See – Swirl – Sniff – Sip – Savor
The 5’s of wine tasting should merely be regarded as an outline. While each step is important sometimes you have to gather information at your own pace. It has been made to seem that tasting rules are rigid and must be done a certain way. As a veteran tasting room host I can say that it is heartbreaking to witness guests stress over outdated winery etiquette. You should feel comfortable and there is no correct answer to your sensory experience. A star tasting room host should be able to talk about the wine being served while allowing guests to come up with their own creative descriptors.
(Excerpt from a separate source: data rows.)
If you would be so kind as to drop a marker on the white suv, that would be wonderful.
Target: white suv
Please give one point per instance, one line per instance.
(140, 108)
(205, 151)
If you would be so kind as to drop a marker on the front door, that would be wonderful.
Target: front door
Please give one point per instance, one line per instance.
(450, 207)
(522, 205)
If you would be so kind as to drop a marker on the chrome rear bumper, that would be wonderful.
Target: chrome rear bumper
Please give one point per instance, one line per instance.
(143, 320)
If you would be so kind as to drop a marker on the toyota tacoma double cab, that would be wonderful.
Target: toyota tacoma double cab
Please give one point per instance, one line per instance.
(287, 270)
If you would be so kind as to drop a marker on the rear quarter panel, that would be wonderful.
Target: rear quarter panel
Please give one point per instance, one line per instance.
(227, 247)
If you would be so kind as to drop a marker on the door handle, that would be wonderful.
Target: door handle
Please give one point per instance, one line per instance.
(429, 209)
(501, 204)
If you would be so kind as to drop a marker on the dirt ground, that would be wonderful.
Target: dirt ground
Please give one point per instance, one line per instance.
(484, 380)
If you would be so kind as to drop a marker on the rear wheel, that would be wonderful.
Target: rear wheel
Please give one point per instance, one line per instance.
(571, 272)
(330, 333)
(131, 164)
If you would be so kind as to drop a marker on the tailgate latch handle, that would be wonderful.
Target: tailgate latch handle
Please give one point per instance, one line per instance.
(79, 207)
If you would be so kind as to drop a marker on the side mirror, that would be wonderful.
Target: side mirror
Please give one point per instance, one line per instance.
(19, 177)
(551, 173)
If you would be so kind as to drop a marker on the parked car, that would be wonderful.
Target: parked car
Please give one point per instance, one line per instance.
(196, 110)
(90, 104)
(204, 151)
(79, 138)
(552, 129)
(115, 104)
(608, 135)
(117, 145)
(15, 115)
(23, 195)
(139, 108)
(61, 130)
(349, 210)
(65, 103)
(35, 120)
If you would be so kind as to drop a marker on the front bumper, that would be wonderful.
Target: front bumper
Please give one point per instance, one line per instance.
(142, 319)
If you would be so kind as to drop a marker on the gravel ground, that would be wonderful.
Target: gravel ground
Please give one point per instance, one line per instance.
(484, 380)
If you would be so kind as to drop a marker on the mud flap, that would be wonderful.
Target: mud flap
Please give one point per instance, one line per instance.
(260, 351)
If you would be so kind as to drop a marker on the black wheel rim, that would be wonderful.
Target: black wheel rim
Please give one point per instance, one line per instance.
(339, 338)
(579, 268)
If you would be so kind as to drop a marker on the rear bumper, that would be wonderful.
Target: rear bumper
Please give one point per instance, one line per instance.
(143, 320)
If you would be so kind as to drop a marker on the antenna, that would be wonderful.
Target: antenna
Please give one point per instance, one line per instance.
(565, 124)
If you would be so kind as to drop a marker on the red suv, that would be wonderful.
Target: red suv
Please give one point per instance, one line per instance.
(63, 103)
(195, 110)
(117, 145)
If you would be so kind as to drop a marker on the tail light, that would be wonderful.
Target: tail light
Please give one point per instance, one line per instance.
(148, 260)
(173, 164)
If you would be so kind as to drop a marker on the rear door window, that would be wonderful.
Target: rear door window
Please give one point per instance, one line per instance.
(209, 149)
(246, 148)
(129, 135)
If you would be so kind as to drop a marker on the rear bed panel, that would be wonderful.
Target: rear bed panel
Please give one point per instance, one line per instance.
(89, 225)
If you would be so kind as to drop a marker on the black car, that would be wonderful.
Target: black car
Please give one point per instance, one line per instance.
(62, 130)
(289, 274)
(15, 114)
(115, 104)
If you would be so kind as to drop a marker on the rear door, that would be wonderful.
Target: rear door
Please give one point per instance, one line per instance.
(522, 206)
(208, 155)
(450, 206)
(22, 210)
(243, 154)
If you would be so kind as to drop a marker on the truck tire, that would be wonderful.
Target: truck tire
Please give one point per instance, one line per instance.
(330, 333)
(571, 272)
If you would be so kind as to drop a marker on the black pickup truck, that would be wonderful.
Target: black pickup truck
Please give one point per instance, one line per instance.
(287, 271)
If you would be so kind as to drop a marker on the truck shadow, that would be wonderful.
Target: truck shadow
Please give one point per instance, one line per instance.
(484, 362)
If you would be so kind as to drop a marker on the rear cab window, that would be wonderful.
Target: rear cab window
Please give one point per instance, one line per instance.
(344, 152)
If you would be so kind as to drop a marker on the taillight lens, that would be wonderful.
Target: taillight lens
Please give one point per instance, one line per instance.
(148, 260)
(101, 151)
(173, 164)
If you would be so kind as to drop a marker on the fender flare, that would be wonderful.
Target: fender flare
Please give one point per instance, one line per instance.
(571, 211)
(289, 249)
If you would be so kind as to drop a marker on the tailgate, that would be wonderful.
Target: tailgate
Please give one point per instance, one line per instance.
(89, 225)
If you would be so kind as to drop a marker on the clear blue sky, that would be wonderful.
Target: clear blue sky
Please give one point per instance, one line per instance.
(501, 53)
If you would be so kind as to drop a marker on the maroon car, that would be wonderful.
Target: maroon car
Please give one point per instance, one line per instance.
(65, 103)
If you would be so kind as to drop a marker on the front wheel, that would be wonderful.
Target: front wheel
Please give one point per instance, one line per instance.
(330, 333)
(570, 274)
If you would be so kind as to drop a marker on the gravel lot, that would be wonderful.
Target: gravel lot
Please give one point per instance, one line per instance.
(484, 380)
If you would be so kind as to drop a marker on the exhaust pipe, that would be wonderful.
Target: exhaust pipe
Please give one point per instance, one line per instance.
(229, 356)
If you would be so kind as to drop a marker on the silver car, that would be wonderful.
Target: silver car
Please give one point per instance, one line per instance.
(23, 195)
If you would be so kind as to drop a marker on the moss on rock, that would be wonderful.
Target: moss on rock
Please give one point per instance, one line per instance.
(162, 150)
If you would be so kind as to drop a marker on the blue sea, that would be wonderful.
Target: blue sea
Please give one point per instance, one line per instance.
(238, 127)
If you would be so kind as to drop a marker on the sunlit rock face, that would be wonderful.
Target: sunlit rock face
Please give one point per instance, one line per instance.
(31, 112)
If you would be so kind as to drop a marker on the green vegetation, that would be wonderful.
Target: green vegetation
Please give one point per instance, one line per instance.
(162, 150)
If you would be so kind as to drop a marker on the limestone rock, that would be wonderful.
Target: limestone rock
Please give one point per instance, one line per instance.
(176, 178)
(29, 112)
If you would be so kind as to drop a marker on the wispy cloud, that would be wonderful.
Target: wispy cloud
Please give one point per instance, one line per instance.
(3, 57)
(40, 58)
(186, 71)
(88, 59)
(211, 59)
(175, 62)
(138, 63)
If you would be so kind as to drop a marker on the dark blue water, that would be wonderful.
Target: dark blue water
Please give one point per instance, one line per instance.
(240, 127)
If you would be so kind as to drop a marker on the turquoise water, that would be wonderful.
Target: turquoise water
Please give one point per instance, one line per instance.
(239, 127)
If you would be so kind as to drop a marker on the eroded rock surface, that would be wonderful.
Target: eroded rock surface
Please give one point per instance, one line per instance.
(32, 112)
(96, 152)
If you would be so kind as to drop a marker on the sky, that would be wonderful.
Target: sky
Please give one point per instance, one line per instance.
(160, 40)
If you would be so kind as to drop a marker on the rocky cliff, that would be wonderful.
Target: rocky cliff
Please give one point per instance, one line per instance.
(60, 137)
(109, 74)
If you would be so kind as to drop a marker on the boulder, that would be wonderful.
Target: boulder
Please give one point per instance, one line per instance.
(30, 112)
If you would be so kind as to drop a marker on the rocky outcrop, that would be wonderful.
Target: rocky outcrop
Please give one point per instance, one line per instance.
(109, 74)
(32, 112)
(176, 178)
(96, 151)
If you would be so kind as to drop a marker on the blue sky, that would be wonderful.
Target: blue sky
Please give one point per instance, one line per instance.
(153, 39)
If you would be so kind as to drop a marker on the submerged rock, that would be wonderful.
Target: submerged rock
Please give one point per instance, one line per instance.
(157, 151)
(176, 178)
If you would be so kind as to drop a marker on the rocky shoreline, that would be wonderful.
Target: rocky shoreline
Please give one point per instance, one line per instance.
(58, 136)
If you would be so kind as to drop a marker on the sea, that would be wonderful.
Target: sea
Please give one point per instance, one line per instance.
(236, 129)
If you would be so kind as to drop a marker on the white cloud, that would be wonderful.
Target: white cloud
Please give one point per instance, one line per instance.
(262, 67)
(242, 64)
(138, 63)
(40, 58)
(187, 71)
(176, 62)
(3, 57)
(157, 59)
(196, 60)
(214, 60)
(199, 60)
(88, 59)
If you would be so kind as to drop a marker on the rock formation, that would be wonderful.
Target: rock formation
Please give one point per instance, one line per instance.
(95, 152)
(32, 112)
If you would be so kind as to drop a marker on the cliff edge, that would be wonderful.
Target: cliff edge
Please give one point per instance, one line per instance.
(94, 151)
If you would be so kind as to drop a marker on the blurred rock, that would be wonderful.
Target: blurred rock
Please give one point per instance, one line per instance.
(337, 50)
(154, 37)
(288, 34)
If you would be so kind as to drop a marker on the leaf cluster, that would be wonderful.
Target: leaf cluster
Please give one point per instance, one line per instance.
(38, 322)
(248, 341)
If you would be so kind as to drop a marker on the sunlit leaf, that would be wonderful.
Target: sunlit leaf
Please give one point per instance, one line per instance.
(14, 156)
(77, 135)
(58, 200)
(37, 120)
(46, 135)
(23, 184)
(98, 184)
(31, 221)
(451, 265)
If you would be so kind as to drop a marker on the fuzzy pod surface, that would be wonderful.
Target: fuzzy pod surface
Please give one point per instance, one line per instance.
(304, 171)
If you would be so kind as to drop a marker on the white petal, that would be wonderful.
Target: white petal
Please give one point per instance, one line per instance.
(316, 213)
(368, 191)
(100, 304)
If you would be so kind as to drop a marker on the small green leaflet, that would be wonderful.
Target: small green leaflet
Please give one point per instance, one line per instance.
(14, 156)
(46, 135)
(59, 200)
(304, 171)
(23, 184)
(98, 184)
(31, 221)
See – observing the tones and hues of wine are helpful while gathering information on alcohol content and identifying a varietal. Classically Chardonnay is straw or golden hued while, Syrah is a beautiful inky purple. Wine legs are common specifically to sugar content – not to show quality of wine.
Swirl – the big pro gesture is to swirl wine before taking a sip. Why? Oxygen transforms the aromas and flavors in wine through the process of oxidation. Oxygen during the aging process is limited so after it is introduced the wine is allowed to ‘open up’. Quality wine, usually red will take on a different composition after resting in an open bottle or decanter.
Sniff – the olfactory system (your nose) is a powerful way to gather information. Smell is linked to taste and adds aromas that you may not find when you taste. A Chenin Blanc from California will undoubtably produce a sea spray essence. A fortified wine, like a port, will give off a rich chocolate aroma!
Sip – the best part. Wine truly uses its own language. There should be a thesaurus dedicated to how wine vernacular can change the way you perceive taste! Chewy, round, brilliant, or clacky are all adjectives to describe the presence of tannins and acid. The words are difficult to imaging without a glass in your hand. But, after you sip a high tannin Malbec and your tongue sticks to the roof of your mouth – clacky – suddenly makes sense. There is a basic outline of what the varietal should taste like as agreed on by the winemaker. It is subjective. Tasting orange blossom for one could be honeysuckle for another while, citrus could wander into tropical.
Savor – sit back and reflect on all of the notes that have been presented by the grapes. Sometimes tasting works through the power of suggestion. A pineapple is tangy, sticky, and tropical. Picture in your mind tasting a pineapple then take a sip of a tropical Pinot Grigio.